A little under four years ago, Gil Elbaz formed the Common Crawl Foundation. He was driven by a desire to ensure a truly open web. He knew that decreasing storage and bandwidth costs, along with the increasing ease of crunching big data, made building and maintaining an open repository of web crawl data feasible. More important than the fact that it could be built was his powerful belief that it should be built. The web is the largest collection of information in human history, and web crawl data provides an immensely rich corpus for scientific research, technological advancement, and business innovation. Gil started the Common Crawl Foundation to take action on the belief that it is crucial our information-based society that web crawl data be open and accessible to anyone who desires to utilize it.
That was the inspiration phase of Common Crawl – one person with a passion for openness forming a new foundation to work towards democratizing access to web information, thereby driving a new wave of innovation. Common Crawl quickly moved into the building phase, as Gil found others who shared his belief in the open web. In 2008, Carl Malamud and Nova Spivack joined Gil to form the Common Crawl board of directors. Talented engineer Ahad Rana began developing the technology for our crawler and processing pipeline. Today, thanks to the robust system that Ahad has built, we have an open repository of crawl data that covers approximately 5 billion pages and includes valuable metadata, such as page rank and link graphs. All of our data is stored on Amazon’s S3 and is accessible to anyone via EC2.

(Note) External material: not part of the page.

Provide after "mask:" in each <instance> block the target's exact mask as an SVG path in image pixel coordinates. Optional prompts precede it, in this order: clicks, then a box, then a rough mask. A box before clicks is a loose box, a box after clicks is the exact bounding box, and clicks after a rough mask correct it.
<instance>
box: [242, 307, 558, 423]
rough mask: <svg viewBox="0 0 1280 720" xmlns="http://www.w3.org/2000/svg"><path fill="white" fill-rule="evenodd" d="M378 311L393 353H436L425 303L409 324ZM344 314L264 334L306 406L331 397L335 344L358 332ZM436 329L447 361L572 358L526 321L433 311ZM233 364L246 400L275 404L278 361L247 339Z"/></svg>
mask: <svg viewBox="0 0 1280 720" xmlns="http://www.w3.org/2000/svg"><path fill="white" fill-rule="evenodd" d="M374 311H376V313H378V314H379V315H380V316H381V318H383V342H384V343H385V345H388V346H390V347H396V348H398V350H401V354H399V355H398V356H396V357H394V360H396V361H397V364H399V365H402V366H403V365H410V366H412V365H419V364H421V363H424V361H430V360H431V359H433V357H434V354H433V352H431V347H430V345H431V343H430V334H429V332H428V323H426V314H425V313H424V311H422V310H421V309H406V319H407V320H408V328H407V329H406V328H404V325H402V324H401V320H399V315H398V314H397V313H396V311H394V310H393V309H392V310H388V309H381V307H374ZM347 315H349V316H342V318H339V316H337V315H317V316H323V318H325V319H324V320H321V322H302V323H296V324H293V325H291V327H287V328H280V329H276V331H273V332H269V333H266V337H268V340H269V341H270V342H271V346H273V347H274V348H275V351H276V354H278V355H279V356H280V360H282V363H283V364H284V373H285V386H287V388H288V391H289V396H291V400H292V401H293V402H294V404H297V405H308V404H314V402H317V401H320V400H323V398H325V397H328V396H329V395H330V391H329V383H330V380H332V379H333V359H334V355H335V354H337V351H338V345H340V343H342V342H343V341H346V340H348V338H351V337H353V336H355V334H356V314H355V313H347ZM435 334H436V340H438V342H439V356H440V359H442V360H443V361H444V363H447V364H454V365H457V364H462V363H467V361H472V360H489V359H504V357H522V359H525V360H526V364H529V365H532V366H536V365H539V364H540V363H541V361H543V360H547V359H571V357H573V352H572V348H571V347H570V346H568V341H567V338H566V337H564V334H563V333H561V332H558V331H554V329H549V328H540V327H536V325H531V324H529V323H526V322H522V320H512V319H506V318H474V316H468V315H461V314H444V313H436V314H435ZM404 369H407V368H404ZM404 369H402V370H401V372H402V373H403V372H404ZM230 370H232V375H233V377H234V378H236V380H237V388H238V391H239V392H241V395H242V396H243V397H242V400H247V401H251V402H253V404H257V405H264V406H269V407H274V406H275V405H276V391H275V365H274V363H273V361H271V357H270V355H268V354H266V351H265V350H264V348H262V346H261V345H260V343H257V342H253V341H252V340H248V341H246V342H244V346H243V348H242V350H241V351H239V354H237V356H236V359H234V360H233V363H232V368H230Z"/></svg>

Common Crawl is now entering the next phase – spreading the word about the open system we have built and how people can use it. We are actively seeking partners who share our vision of the open web. We want to collaborate with individuals, academic groups, small start-ups, big companies, governments and nonprofits.
Over the next several months, we will be expanding our website and using this blog to describe our technology and data, communicate our philosophy, share ideas, and report on the products of our collaborations. We will also be working to build up a GitHub repository of code that has been and can be used to work with Common Crawl data. Most important, we will be talking with the community of people who share our interests. Thinking about an application you’d like to see built on Common Crawl data? Have Hadoop scripts that could be adapted to find insightful information in the crawl data? Know of a stimulating meetup, conference or hackathon we should attend? We want to hear from you!
This is the phase where the original vision truly comes to life, and the ideas Gil Elbaz had years ago will be converted to new products and insights. To say it is an exciting time is a tremendous understatement.